Occupational absenteeism and dismissal

When an employee is often absent, the employer may conclude that the absences negatively impact the employee's performance. But it is not always easy for an employer to determine whether it has the right to dismiss an employee. A grievance arbitrator recently examined the issue in the matter of Syndicat des travailleuses et travailleurs de la Brasserie Labatt (CSN) and Brasserie Labatt (Lorne Brideau), D.T.E. 2011-103. It is important to keep in mind that the arbitrator must assess the situation based on the provisions outlined in the labour contract. The situation could therefore be different for a non-unionized employee.

In this particular case, the employee was dismissed because he had not been able to work on a regular basis since obtaining his permanent status in 2005. The employee had even been assigned to a position that was easy to fill in case of absence. To justify the dismissal, the employer compared the average absenteeism of plant workers to the employee's for each of the years in question. While the plant average was between 5.7 and 7.9%, the employee had been absent between 12.5 and 59.4% of the time. The employer also provided a list of the 22 causes of absence that the employee had invoked (most were illness-related).

The employee's absenteeism had drastically increased after he obtained permanent status, and the corporation had issued several written and verbal warnings. Even after the employer's final written warning, the employee missed a day of work. The employer then rejected the employee's reason and dismissed him.

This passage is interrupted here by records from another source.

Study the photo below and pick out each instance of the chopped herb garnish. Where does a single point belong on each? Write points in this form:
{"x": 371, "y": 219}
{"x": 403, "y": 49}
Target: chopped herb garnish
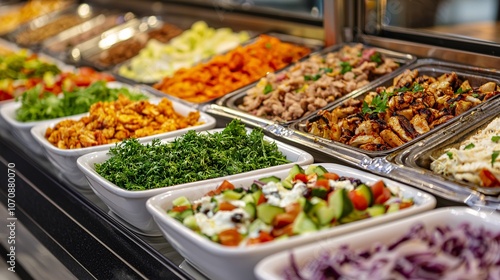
{"x": 461, "y": 90}
{"x": 192, "y": 157}
{"x": 417, "y": 87}
{"x": 403, "y": 89}
{"x": 268, "y": 88}
{"x": 346, "y": 67}
{"x": 326, "y": 70}
{"x": 470, "y": 146}
{"x": 494, "y": 157}
{"x": 376, "y": 58}
{"x": 378, "y": 104}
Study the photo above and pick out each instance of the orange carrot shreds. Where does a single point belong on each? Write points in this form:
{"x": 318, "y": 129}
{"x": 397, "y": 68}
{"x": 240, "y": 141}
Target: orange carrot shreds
{"x": 235, "y": 69}
{"x": 111, "y": 122}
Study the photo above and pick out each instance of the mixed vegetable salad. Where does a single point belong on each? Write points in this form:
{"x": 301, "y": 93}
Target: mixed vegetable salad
{"x": 272, "y": 208}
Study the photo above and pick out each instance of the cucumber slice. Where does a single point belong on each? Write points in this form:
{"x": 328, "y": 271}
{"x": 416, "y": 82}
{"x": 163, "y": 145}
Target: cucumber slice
{"x": 325, "y": 215}
{"x": 310, "y": 169}
{"x": 376, "y": 210}
{"x": 287, "y": 183}
{"x": 394, "y": 207}
{"x": 266, "y": 212}
{"x": 340, "y": 201}
{"x": 303, "y": 224}
{"x": 250, "y": 209}
{"x": 320, "y": 170}
{"x": 270, "y": 179}
{"x": 319, "y": 192}
{"x": 366, "y": 192}
{"x": 190, "y": 222}
{"x": 256, "y": 196}
{"x": 248, "y": 198}
{"x": 232, "y": 195}
{"x": 296, "y": 169}
{"x": 181, "y": 201}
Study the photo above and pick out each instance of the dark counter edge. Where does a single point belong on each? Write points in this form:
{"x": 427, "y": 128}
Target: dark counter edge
{"x": 78, "y": 233}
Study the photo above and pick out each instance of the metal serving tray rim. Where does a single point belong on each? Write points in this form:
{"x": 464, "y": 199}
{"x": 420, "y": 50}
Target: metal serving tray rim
{"x": 475, "y": 121}
{"x": 461, "y": 69}
{"x": 49, "y": 18}
{"x": 229, "y": 99}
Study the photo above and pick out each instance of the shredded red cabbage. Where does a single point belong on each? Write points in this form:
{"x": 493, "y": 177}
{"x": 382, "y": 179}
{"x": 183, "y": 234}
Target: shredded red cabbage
{"x": 463, "y": 252}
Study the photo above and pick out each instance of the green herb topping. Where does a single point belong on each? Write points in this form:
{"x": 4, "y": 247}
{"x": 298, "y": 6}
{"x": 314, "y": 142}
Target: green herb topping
{"x": 470, "y": 146}
{"x": 50, "y": 106}
{"x": 494, "y": 156}
{"x": 378, "y": 104}
{"x": 376, "y": 57}
{"x": 346, "y": 67}
{"x": 268, "y": 88}
{"x": 461, "y": 90}
{"x": 189, "y": 158}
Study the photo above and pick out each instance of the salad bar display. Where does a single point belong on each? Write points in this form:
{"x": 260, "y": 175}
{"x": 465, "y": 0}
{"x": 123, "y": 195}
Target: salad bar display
{"x": 231, "y": 153}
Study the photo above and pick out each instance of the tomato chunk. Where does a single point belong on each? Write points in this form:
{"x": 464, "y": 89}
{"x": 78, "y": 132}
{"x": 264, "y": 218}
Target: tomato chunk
{"x": 386, "y": 194}
{"x": 377, "y": 188}
{"x": 489, "y": 179}
{"x": 230, "y": 237}
{"x": 331, "y": 176}
{"x": 359, "y": 201}
{"x": 301, "y": 177}
{"x": 226, "y": 206}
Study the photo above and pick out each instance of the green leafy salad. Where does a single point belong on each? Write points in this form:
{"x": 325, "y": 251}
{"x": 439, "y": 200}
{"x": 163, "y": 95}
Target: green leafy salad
{"x": 37, "y": 106}
{"x": 192, "y": 157}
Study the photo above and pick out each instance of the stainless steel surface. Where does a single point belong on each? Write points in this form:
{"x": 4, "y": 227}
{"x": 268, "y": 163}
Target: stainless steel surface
{"x": 53, "y": 46}
{"x": 476, "y": 76}
{"x": 229, "y": 104}
{"x": 419, "y": 157}
{"x": 84, "y": 12}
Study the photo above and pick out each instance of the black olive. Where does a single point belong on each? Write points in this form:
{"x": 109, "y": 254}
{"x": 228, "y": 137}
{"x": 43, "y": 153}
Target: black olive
{"x": 236, "y": 218}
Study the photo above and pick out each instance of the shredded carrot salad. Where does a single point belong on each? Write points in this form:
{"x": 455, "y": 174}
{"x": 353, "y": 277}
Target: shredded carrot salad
{"x": 235, "y": 69}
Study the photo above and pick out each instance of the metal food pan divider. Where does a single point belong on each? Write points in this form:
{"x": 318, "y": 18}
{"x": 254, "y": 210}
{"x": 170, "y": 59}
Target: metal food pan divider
{"x": 42, "y": 21}
{"x": 418, "y": 158}
{"x": 476, "y": 76}
{"x": 68, "y": 34}
{"x": 228, "y": 104}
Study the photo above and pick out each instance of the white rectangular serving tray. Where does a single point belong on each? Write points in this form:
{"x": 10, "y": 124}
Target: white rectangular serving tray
{"x": 131, "y": 205}
{"x": 220, "y": 262}
{"x": 65, "y": 159}
{"x": 271, "y": 267}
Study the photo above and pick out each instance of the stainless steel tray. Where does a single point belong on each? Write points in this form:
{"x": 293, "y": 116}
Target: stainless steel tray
{"x": 141, "y": 37}
{"x": 314, "y": 45}
{"x": 84, "y": 52}
{"x": 81, "y": 13}
{"x": 229, "y": 104}
{"x": 60, "y": 45}
{"x": 417, "y": 159}
{"x": 476, "y": 76}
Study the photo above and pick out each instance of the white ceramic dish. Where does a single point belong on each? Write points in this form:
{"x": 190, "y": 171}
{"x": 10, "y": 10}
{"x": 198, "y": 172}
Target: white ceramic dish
{"x": 65, "y": 159}
{"x": 131, "y": 205}
{"x": 22, "y": 129}
{"x": 270, "y": 268}
{"x": 220, "y": 262}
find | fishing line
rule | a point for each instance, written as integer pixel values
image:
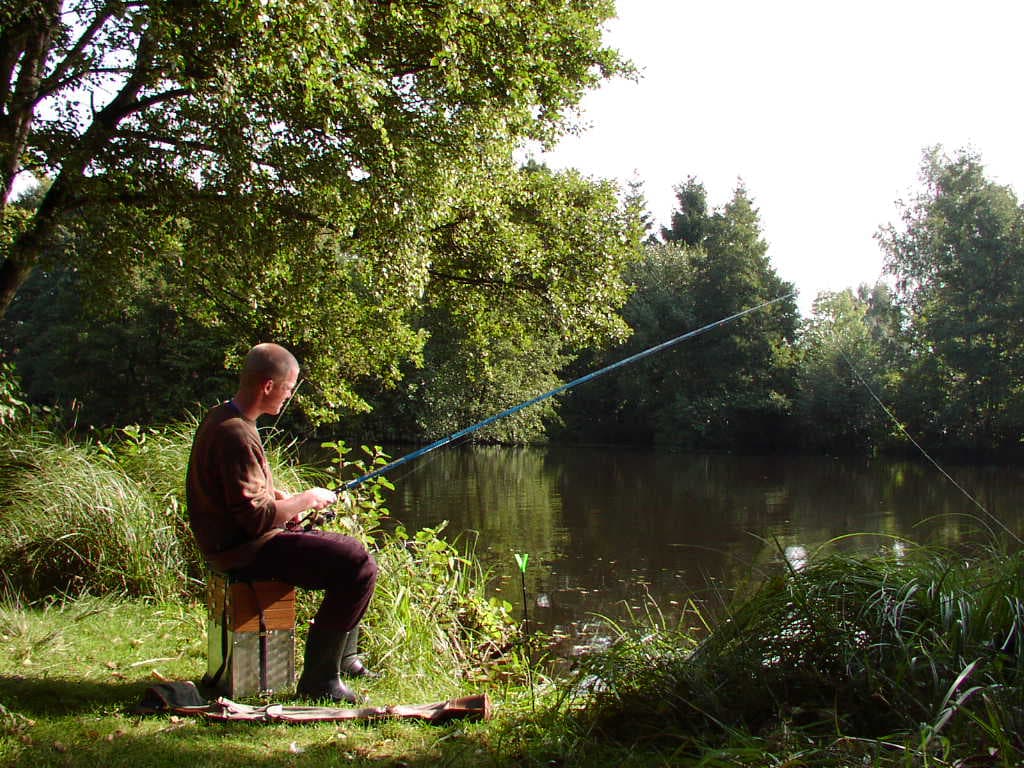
(557, 390)
(924, 453)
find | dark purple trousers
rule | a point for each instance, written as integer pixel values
(338, 564)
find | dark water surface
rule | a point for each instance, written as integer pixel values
(612, 531)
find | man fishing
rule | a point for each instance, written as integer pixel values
(247, 526)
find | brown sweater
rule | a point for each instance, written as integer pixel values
(229, 489)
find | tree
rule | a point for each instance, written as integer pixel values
(958, 264)
(739, 381)
(501, 335)
(283, 163)
(730, 388)
(845, 356)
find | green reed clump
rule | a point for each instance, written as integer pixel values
(919, 645)
(430, 616)
(76, 522)
(108, 516)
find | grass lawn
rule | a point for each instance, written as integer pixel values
(70, 673)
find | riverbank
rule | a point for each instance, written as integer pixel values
(907, 656)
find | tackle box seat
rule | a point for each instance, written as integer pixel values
(250, 635)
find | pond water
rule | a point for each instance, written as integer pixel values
(615, 532)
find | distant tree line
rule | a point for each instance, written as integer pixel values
(933, 352)
(210, 175)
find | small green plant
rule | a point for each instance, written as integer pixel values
(12, 403)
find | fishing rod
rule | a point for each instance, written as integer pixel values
(557, 390)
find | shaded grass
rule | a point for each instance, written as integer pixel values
(79, 665)
(915, 652)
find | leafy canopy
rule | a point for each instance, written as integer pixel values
(284, 164)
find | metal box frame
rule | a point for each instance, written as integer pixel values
(250, 636)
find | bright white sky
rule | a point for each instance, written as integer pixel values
(822, 109)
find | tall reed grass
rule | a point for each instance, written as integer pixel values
(108, 517)
(916, 646)
(75, 522)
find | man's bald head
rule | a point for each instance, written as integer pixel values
(267, 361)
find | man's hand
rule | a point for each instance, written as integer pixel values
(291, 506)
(322, 498)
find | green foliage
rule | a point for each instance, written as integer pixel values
(430, 614)
(957, 262)
(12, 404)
(914, 646)
(280, 168)
(76, 523)
(730, 388)
(526, 269)
(846, 354)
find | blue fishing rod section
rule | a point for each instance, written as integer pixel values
(557, 390)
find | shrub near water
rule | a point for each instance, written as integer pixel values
(921, 647)
(76, 522)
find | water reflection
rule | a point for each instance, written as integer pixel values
(616, 531)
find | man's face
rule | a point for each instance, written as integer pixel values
(280, 392)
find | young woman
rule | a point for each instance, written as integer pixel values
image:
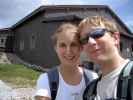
(71, 78)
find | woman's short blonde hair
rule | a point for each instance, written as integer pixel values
(63, 28)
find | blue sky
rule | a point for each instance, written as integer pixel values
(12, 11)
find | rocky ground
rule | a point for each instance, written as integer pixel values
(9, 93)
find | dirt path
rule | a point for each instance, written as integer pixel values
(8, 93)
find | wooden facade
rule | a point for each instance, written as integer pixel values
(32, 34)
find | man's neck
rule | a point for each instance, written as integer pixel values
(111, 65)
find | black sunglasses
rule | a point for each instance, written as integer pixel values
(95, 34)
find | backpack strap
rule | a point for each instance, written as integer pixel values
(53, 77)
(123, 81)
(86, 77)
(90, 91)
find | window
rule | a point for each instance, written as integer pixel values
(21, 45)
(3, 41)
(132, 48)
(33, 41)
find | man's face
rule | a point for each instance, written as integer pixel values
(100, 44)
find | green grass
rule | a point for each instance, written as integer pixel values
(18, 75)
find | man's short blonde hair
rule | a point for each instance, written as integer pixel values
(98, 21)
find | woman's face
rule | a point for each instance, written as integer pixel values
(68, 48)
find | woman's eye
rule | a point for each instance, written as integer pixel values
(62, 45)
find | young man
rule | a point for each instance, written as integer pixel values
(100, 39)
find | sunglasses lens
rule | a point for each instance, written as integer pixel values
(84, 40)
(97, 33)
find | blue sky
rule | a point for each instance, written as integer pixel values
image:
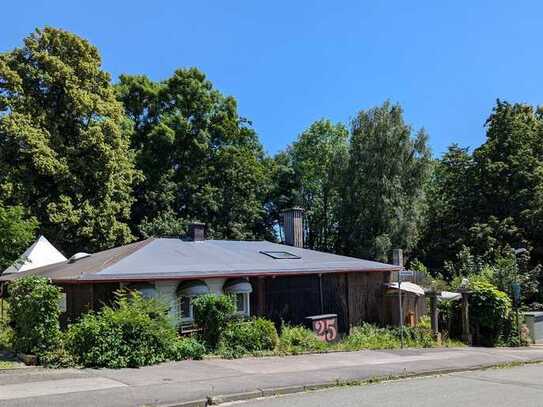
(289, 63)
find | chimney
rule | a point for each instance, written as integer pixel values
(293, 226)
(197, 232)
(397, 257)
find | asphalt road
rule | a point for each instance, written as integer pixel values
(518, 387)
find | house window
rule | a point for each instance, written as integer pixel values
(186, 291)
(241, 290)
(186, 312)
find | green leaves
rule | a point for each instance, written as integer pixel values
(64, 149)
(382, 184)
(200, 159)
(34, 310)
(136, 332)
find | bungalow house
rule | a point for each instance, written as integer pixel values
(281, 282)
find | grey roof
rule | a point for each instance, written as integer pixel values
(171, 258)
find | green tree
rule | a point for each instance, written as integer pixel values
(317, 157)
(509, 176)
(200, 159)
(383, 184)
(17, 230)
(64, 143)
(447, 216)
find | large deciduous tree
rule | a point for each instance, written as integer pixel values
(200, 159)
(489, 201)
(64, 145)
(447, 211)
(316, 159)
(382, 184)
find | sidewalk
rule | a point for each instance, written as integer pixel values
(174, 383)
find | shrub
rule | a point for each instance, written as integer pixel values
(189, 348)
(416, 336)
(6, 336)
(490, 311)
(368, 336)
(58, 358)
(34, 312)
(6, 333)
(212, 313)
(135, 333)
(297, 339)
(240, 338)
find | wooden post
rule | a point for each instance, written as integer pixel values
(397, 256)
(260, 296)
(466, 333)
(434, 314)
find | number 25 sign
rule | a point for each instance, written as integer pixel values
(326, 329)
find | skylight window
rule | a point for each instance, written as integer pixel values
(280, 255)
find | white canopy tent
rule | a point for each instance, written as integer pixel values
(41, 253)
(407, 287)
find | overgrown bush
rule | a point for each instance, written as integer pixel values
(34, 312)
(58, 358)
(297, 339)
(490, 311)
(368, 336)
(6, 333)
(189, 348)
(136, 332)
(212, 313)
(247, 337)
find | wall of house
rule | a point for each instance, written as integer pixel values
(167, 292)
(355, 297)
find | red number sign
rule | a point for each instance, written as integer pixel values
(326, 329)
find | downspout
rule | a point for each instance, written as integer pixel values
(320, 293)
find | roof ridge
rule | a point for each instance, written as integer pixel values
(116, 258)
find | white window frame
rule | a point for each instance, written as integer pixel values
(190, 317)
(246, 304)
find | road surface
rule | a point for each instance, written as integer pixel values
(518, 387)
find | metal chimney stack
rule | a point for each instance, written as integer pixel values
(293, 226)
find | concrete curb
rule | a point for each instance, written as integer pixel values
(278, 391)
(193, 403)
(227, 398)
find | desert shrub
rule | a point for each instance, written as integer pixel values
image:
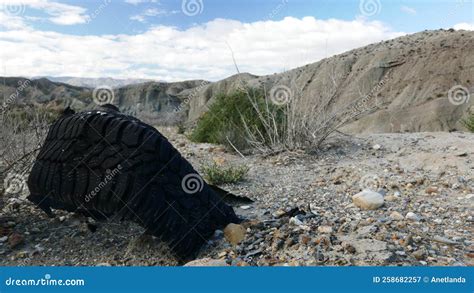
(239, 120)
(22, 131)
(469, 123)
(219, 174)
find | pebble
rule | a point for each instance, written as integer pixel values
(15, 240)
(207, 262)
(419, 254)
(376, 147)
(325, 229)
(295, 221)
(444, 240)
(368, 200)
(396, 216)
(431, 190)
(412, 217)
(234, 233)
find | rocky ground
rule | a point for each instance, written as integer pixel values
(415, 209)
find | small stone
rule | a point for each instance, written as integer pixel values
(207, 262)
(390, 198)
(325, 229)
(278, 214)
(412, 217)
(444, 240)
(234, 233)
(396, 216)
(15, 240)
(419, 254)
(431, 190)
(218, 234)
(295, 221)
(368, 200)
(349, 247)
(438, 221)
(305, 239)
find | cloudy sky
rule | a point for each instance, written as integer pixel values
(195, 39)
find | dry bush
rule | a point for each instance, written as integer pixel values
(22, 131)
(308, 121)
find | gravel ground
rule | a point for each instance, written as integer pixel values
(303, 212)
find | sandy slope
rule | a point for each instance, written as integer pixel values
(428, 174)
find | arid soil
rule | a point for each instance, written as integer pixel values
(302, 214)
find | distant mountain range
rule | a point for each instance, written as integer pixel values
(94, 82)
(421, 82)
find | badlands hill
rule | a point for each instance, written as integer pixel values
(410, 77)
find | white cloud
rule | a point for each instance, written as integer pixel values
(151, 12)
(136, 2)
(58, 13)
(199, 52)
(408, 10)
(464, 26)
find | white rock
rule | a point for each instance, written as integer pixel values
(295, 221)
(412, 217)
(368, 200)
(444, 240)
(325, 229)
(207, 262)
(396, 216)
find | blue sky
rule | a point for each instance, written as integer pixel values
(409, 16)
(165, 39)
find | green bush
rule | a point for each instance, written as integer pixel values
(469, 123)
(236, 117)
(218, 174)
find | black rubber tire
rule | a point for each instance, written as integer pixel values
(144, 183)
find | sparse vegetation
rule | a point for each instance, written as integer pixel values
(237, 119)
(23, 129)
(219, 174)
(469, 123)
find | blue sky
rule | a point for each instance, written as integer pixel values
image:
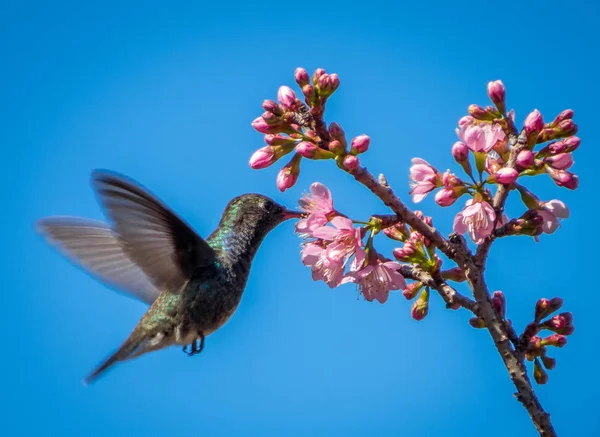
(165, 94)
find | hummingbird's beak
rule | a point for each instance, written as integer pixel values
(288, 214)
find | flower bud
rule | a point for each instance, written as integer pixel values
(301, 76)
(460, 152)
(556, 340)
(360, 144)
(479, 113)
(525, 159)
(544, 307)
(499, 303)
(534, 123)
(312, 151)
(351, 162)
(549, 363)
(497, 94)
(421, 306)
(506, 175)
(567, 114)
(411, 290)
(562, 161)
(287, 97)
(336, 147)
(288, 175)
(539, 374)
(476, 323)
(317, 74)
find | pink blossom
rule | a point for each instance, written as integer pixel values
(506, 175)
(423, 179)
(288, 175)
(562, 161)
(352, 162)
(263, 157)
(534, 122)
(286, 97)
(331, 272)
(483, 137)
(377, 279)
(551, 212)
(360, 144)
(525, 159)
(319, 206)
(478, 219)
(460, 151)
(341, 239)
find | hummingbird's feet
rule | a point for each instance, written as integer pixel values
(196, 347)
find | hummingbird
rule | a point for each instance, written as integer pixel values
(193, 285)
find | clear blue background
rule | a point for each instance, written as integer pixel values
(165, 94)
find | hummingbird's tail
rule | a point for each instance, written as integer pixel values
(128, 349)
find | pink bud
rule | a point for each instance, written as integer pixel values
(506, 175)
(263, 157)
(562, 161)
(261, 125)
(287, 97)
(539, 374)
(555, 340)
(360, 144)
(301, 76)
(272, 106)
(525, 159)
(476, 323)
(497, 94)
(421, 306)
(565, 115)
(317, 74)
(336, 147)
(499, 303)
(351, 162)
(563, 178)
(460, 151)
(534, 122)
(445, 197)
(411, 290)
(306, 149)
(566, 128)
(288, 175)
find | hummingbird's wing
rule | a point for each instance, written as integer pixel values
(158, 241)
(95, 247)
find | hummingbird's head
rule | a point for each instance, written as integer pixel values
(256, 212)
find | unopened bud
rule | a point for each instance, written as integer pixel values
(539, 374)
(411, 290)
(421, 306)
(544, 307)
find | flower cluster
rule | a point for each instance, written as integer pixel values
(502, 153)
(334, 241)
(290, 126)
(561, 325)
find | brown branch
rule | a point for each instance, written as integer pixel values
(449, 294)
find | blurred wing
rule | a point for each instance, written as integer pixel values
(158, 241)
(95, 248)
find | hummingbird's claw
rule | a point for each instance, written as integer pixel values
(195, 347)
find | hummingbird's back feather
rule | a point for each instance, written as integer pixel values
(97, 249)
(158, 241)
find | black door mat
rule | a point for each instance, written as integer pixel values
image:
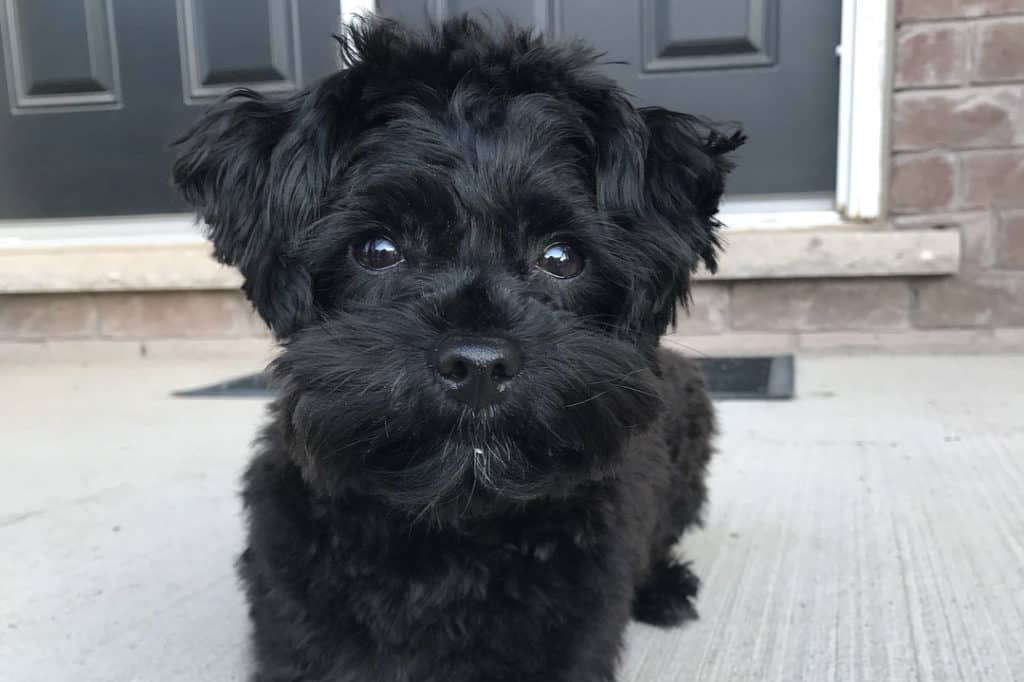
(766, 378)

Interestingly, the arbitrator stated that the absences due to illness were to be counted in the total number of absences since they had been included in the average rate of absenteeism for plant employees. The arbitrator also affirmed that the justifications for the absences were irrelevant in the case of an administrative dismissal.

The arbitrator stated that for chronic absenteeism, it was up to the employer to prove that the employee's absenteeism was excessive and unlikely to improve. In such cases, a medical report attesting to the employee's recovery or increased capacities is generally invoked. However, the arbitrator distinguished the situations in which absences are justified by an illness, chronic condition or disability and those in which the absences are justified by various reasons. It is therefore up to the employee to prove that the situation will eventually improve. The arbitrator affirmed that the employer could not submit medical evidence since the employee had given different reasons for his absences. The arbitrator also mentioned that the employee had been warned many times and was dismissed because he had not been able to ensure the work that was expected of him by his employer.